Evidence that absence of Wnt-3a signaling promotes neuralization instead of paraxial mesoderm development in the mouse

Wnt-3a mutant embryos show defects caudal to the forelimb level; somites are absent, the notochord is disrupted, and the central nervous system has a pronounced dysmorphology. Previous studies revealed that the primary defects of the mutant embryos are likely to be in the process of paraxial mesoderm formation. In this study, we analyzed the phenotype of Wnt-3a mutant embryos at early somite stages (8.0 days post coitum), when somite formation is initiated. In Wnt-3a mutants, cells which have ingressed through the primitive streak do not migrate laterally but remain under the streak and form an ectopic tubular structure.

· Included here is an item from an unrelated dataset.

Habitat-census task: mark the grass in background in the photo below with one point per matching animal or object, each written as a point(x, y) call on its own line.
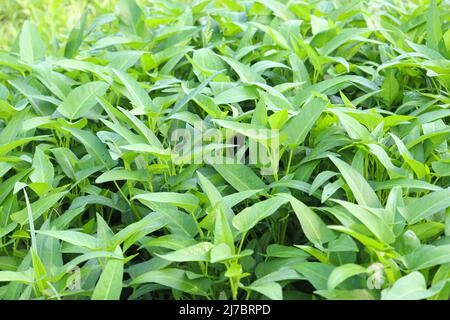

Several neural-specific molecular markers, but no paraxial mesoderm markers, are expressed in this structure, suggesting that the ectopic tube is an additional neural tube. In normal embryos, Wnt-3a is expressed in the primitive ectoderm, including the cells which are fated to give rise to the paraxial mesoderm and neurectoderm, but expression is absent in migrating mesoderm cells. These results suggest that Wnt-3a signaling may play a role in regulating paraxial mesodermal fates, at the expense of neurectodermal fates, within the primitive ectoderm of the gastrulating mouse embryo. (C) 1997 Academic Press.